Update: We did dressing change from 5:00-6:30, and at that point, Jonah did not have any blisters. Maybe good news? Maybe not. I don't know what the turn around time is for cause and effect blisters, because I can't usually determine the cause and effect. I mean, he rubs his face ALL THE TIME, but I can't say, "Oh that blister was caused by that time he rubbed his face." Normally, we wrap him one day and then 24 hours later is when we find new stuff. So... still be praying. It literally will take a miracle for him not to blister. But hey, that's what we'll pray for. I'll update when I know. And just so you know, I'm not super angry with the nurse or anything who mishandled him. I mean, obviously, I wish he had been creative in his problem solving and figured out a different way, but I know more about EB than he does and it's MY responsibility. I'm not beating myself up or letting the guilt get to me, I'm just saying. I'll always be the EB expert, and it will always be MY job to educate. That's just the way it is. And for the record, he was great at drawing blood and only had to stick Jonah once, and got the whole 10 cc's in one shot. I was extremely thankful for that. I just felt it important to clarify that sadness and worry are more my emotions than anger. That same nurse has been a jewel for us figuring out meds and answering my (almost daily) questions. He even went and dropped off Jonah's morphine prescription refill one day because it couldn't be called in, and I couldn't leave the house. But yeah, I plan to take pictures and show the staff the result, just so they understand the effects and WHY we have to be so careful. As always, thank you so much for keeping Jonah in your prayers.
Jonah just had his fourth month check-up and things look pretty good. Dr. B was happy with his height, weight, and head size, and they are all consistently on the 25th percentile curve.
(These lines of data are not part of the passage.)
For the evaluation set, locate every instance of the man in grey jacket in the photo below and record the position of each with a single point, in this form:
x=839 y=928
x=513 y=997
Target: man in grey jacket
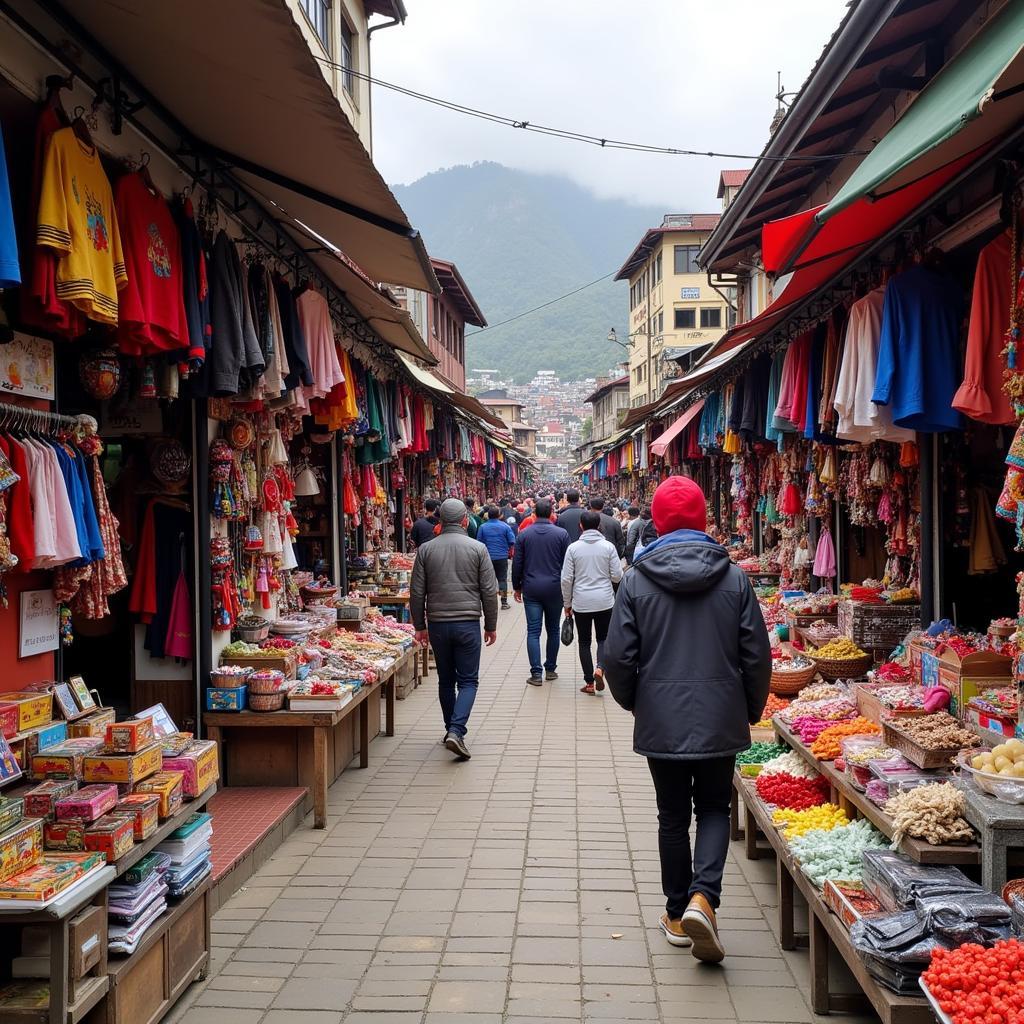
x=453 y=585
x=688 y=654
I do have a couple prayer requests:
- There is a wound on his thumb that she seems a little concerned about (and that seems to be causing him some pain when touched) and has asked me to keep an eye on for infection. Please pray that Jonah will continue to resist infection, and that Matt and I will be able to discern the "subtle" clues (her words) that let us know that it truly is infected. I'm just so afraid of missing something.
- They had to take 10 cc's of blood today for his genetic testing. When they did, the nurse used a tourniquet on his arm, which put a ton of pressure on his skin. They put those things so tight! It took me off guard, and even though I said something about it, I kind of got the "we have to do what we have to do," so I just stood by while they did it. I didn't even think to get them to pad it with some Transfer or anything. Also, instead of just putting some pressure on his injection sites, the nurse just rubbed and rubbed the shot spots. Again, I asked if he had to do that, and he said yes. Whereas, after talking to the DebRA nurse, she said just pressure without the rubbing would have been sufficient. Please, please pray that Jonah will not blister terribly on his arm and on his upper thighs. I'm so scared as to the damage that may have been done. Ten minutes of stuff like that can cause us three weeks of healing work and Jonah a lot of unnecessary pain.
I just don't feel like I was a good enough advocate for him today. The only part of the blood draw I had thought about was the needle part, so when they put the tourniquet on him, it just completely caught me off guard. And he's had plenty of vaccinations, and they've never rubbed on him like that, so I didn't even know that was a possibility. I definitely would have told them NOT to ahead of time. I just feel so responsible. It's hard when you know how hard you work and how diligently you care for your child so he will NOT blister or get infections, and then, all of a sudden, he's in someone else's hands, and you feel like you have no control. I just didn't speak up more because I didn't know what was medically necessary.
But now, I'm educated. I just hate that Jonah has to suffer for me to learn the hard way.
Please pray that it won't be bad. When he's gotten bad blisters on his thighs before, they've grown and grown to where the whole top of his thigh is just raw, open skin. And it is impossible to wrap him there, because even though I wrap him up to his groin every time, he kicks his legs and everything just rolls down off his fat little thighs. Not to mention his diaper rests on his upper thighs, so having raw skin there is NOT good. It's so NOT good for so many reasons. I'm freaking in my head a little bit. Maybe it will be okay. Maybe it will be okay.